Search code examples
scalaapache-sparktime-serieswindow-functions

Time series with scala and spark. Rolling window


I'm trying to work on the following exercise using Scala and spark.

Given a file containing two columns: a time in seconds and a value

Example:

|---------------------|------------------|
|     seconds         |     value        |
|---------------------|------------------|
|          225        |         1,5      |
|          245        |         0,5      |
|          300        |         2,4      |
|          319        |         1,2      |
|          320        |         4,6      |
|---------------------|------------------|

and given a value V to be used for the rolling window this output should be created:

Example with V=20

|--------------|---------|--------------------|----------------------|
|     seconds  |  value  |  num_row_in_window |sum_values_in_windows |
|--------------|---------|--------------------|----------------------|
|       225    |    1,5  |          1         |          1,5         |
|       245    |    0,5  |          2         |           2          |
|       300    |    2,4  |          1         |          2,4         |
|       319    |    1,2  |          2         |          3,6         |
|       320    |    4,6  |          3         |          8,2         |
|--------------|---------|--------------------|----------------------|

num_row_in_window is the number of rows contained in the current window and sum_values_in_windows is the sum of the values contained in the current window.

I've been trying with the sliding function or using the sql api but it's a bit unclear to me which is the best solution to tackle this problem considering that I'm a spark/scala novice.


Solution

  • This is a perfect application for window-functions.

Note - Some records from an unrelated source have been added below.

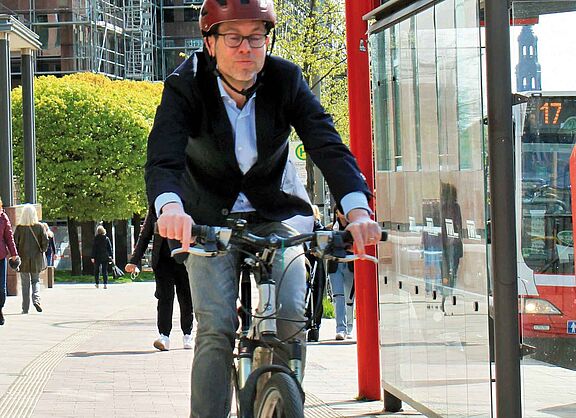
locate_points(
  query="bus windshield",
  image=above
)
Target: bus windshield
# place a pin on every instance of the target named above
(548, 137)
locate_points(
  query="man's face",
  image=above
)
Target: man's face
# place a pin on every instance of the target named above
(239, 65)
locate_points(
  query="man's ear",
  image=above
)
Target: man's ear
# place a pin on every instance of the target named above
(209, 45)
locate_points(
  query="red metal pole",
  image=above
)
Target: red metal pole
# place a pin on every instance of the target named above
(361, 145)
(573, 193)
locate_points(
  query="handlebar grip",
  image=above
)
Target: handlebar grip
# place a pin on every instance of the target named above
(347, 236)
(179, 257)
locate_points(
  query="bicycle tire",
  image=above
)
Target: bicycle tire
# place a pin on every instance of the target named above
(281, 398)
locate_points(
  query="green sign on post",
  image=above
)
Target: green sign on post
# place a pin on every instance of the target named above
(300, 153)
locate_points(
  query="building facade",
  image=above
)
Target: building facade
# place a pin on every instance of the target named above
(134, 39)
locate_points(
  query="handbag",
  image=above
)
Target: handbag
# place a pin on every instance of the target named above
(116, 271)
(44, 261)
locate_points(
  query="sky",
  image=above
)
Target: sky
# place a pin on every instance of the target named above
(556, 51)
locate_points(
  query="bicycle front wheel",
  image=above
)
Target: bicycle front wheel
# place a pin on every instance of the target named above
(281, 398)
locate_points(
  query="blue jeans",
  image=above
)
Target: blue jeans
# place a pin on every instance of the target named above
(342, 281)
(30, 280)
(214, 288)
(2, 282)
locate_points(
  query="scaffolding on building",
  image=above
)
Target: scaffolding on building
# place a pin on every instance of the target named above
(134, 39)
(139, 40)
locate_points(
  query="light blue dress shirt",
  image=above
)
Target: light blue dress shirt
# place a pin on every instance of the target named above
(243, 123)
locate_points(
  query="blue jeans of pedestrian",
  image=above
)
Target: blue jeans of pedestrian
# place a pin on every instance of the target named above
(2, 282)
(214, 288)
(342, 282)
(30, 280)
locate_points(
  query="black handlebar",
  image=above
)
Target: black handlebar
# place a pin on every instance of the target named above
(216, 239)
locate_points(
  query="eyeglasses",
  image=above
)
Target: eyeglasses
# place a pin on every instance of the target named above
(234, 40)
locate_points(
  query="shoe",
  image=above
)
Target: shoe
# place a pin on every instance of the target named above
(162, 343)
(313, 335)
(187, 342)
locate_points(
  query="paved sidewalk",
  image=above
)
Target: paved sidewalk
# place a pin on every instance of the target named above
(90, 354)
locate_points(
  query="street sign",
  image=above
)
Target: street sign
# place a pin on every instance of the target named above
(298, 158)
(300, 153)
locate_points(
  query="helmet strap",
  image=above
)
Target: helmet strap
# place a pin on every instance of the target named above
(213, 67)
(244, 92)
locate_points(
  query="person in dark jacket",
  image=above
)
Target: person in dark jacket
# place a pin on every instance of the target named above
(101, 256)
(31, 242)
(168, 274)
(218, 149)
(7, 247)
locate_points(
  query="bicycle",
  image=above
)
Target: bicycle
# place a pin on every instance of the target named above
(279, 393)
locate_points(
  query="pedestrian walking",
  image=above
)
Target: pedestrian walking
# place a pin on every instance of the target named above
(169, 275)
(7, 248)
(101, 256)
(51, 251)
(342, 281)
(31, 242)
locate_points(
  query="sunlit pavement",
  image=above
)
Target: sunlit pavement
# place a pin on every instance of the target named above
(90, 354)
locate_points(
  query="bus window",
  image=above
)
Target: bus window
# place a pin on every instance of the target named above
(548, 137)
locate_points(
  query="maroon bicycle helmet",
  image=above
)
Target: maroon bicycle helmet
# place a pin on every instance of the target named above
(214, 12)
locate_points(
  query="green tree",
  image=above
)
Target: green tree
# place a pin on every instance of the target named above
(91, 137)
(311, 33)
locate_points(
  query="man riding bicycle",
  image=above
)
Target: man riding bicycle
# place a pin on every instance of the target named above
(218, 150)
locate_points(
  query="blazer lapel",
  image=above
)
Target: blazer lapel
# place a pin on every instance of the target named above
(264, 122)
(218, 120)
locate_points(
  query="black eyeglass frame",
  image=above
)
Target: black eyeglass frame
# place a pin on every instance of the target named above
(249, 38)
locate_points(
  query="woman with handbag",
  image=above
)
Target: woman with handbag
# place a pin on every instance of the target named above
(31, 242)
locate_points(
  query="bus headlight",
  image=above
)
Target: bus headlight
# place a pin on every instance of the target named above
(537, 306)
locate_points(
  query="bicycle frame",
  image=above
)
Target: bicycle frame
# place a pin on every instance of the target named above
(259, 329)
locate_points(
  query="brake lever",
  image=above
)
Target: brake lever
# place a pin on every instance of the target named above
(354, 257)
(198, 250)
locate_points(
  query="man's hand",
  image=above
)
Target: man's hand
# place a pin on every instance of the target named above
(131, 268)
(363, 229)
(174, 223)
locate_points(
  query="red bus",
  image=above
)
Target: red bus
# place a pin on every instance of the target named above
(545, 128)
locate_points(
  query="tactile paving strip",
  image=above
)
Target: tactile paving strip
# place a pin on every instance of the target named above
(21, 397)
(315, 408)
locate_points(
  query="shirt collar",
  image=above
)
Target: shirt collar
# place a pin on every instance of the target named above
(224, 94)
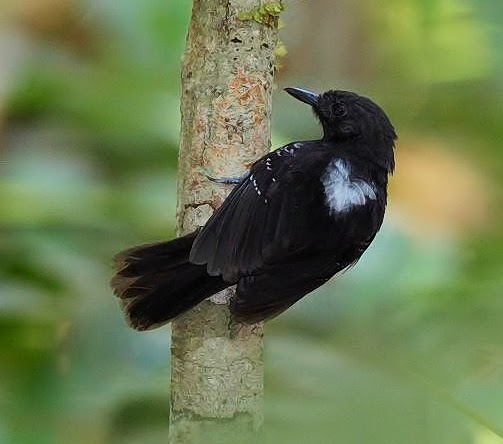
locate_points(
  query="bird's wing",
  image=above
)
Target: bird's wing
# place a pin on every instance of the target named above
(266, 217)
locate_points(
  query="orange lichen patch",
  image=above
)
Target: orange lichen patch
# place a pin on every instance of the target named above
(435, 190)
(237, 119)
(248, 88)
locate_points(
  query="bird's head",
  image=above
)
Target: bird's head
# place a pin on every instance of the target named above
(346, 116)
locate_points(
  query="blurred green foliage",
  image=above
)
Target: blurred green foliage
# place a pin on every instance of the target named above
(406, 347)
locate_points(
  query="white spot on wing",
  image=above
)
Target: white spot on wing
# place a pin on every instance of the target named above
(343, 192)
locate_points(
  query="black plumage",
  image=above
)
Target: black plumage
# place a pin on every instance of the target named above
(301, 214)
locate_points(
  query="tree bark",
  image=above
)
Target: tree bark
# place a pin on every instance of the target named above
(227, 75)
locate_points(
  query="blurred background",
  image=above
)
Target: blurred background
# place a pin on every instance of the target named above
(406, 348)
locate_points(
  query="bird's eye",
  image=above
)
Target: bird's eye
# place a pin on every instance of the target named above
(340, 110)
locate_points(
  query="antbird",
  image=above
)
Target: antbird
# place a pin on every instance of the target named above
(302, 213)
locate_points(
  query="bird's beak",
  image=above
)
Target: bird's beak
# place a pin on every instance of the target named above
(303, 95)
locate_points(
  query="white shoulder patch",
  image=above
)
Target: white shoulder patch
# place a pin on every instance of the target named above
(341, 191)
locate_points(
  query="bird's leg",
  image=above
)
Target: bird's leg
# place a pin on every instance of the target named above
(228, 180)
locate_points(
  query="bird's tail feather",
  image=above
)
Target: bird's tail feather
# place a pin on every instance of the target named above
(156, 282)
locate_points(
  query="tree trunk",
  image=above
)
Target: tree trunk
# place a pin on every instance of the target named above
(227, 75)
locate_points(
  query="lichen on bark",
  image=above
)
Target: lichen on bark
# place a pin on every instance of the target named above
(227, 78)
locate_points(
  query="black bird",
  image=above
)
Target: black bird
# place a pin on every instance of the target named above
(303, 213)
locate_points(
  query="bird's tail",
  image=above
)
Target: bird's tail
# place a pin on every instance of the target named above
(157, 282)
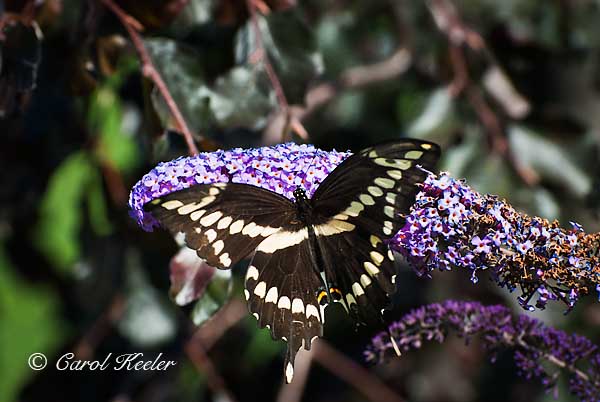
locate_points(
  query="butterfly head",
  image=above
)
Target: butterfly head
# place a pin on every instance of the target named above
(300, 194)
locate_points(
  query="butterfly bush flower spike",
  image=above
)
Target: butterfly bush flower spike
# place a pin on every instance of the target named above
(450, 225)
(540, 351)
(280, 168)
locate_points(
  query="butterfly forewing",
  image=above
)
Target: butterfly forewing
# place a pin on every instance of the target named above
(368, 193)
(374, 187)
(223, 222)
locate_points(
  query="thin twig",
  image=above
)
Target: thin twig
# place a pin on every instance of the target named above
(353, 373)
(449, 22)
(263, 56)
(352, 78)
(149, 71)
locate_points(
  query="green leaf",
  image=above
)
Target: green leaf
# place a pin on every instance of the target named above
(261, 347)
(31, 323)
(57, 232)
(107, 119)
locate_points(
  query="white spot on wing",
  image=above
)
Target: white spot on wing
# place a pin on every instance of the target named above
(297, 306)
(413, 154)
(354, 209)
(374, 240)
(211, 235)
(384, 182)
(395, 174)
(289, 373)
(365, 280)
(371, 268)
(333, 227)
(357, 289)
(252, 273)
(366, 199)
(210, 219)
(224, 222)
(387, 227)
(206, 200)
(268, 231)
(376, 257)
(281, 240)
(218, 246)
(196, 215)
(271, 295)
(172, 204)
(261, 289)
(395, 163)
(284, 302)
(312, 310)
(236, 227)
(375, 191)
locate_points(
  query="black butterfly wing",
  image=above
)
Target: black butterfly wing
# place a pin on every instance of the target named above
(281, 281)
(223, 222)
(368, 193)
(281, 288)
(360, 271)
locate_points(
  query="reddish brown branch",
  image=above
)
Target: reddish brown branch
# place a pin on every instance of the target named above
(88, 343)
(149, 71)
(264, 57)
(353, 373)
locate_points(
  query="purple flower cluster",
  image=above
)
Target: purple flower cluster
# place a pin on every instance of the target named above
(536, 346)
(450, 225)
(279, 168)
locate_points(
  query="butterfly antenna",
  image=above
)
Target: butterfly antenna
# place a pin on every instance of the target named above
(394, 344)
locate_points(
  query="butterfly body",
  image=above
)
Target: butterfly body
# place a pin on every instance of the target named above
(310, 251)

By using rangeBetween you can set your sliding window to 20s. Note that in the example below no partitioning is specified (no partitionBy). Without a partitioning, this code will not scale:

    import ss.implicits._
    
    val df = Seq(
      (225, 1.5),
      (245, 0.5),
      (300, 2.4),
      (319, 1.2),
      (320, 4.6)
    ).toDF("seconds", "value")
    
    val window = Window.orderBy($"seconds").rangeBetween(-20L, 0L) // add partitioning here
    
    df
      .withColumn("num_row_in_window", sum(lit(1)).over(window))
      .withColumn("sum_values_in_window", sum($"value").over(window))
      .show()
    
    +-------+-----+-----------------+--------------------+
    |seconds|value|num_row_in_window|sum_values_in_window|
    +-------+-----+-----------------+--------------------+
    |    225|  1.5|                1|                 1.5|
    |    245|  0.5|                2|                 2.0|
    |    300|  2.4|                1|                 2.4|
    |    319|  1.2|                2|                 3.6| 
    |    320|  4.6|                3|                 8.2|
    +-------+-----+-----------------+--------------------+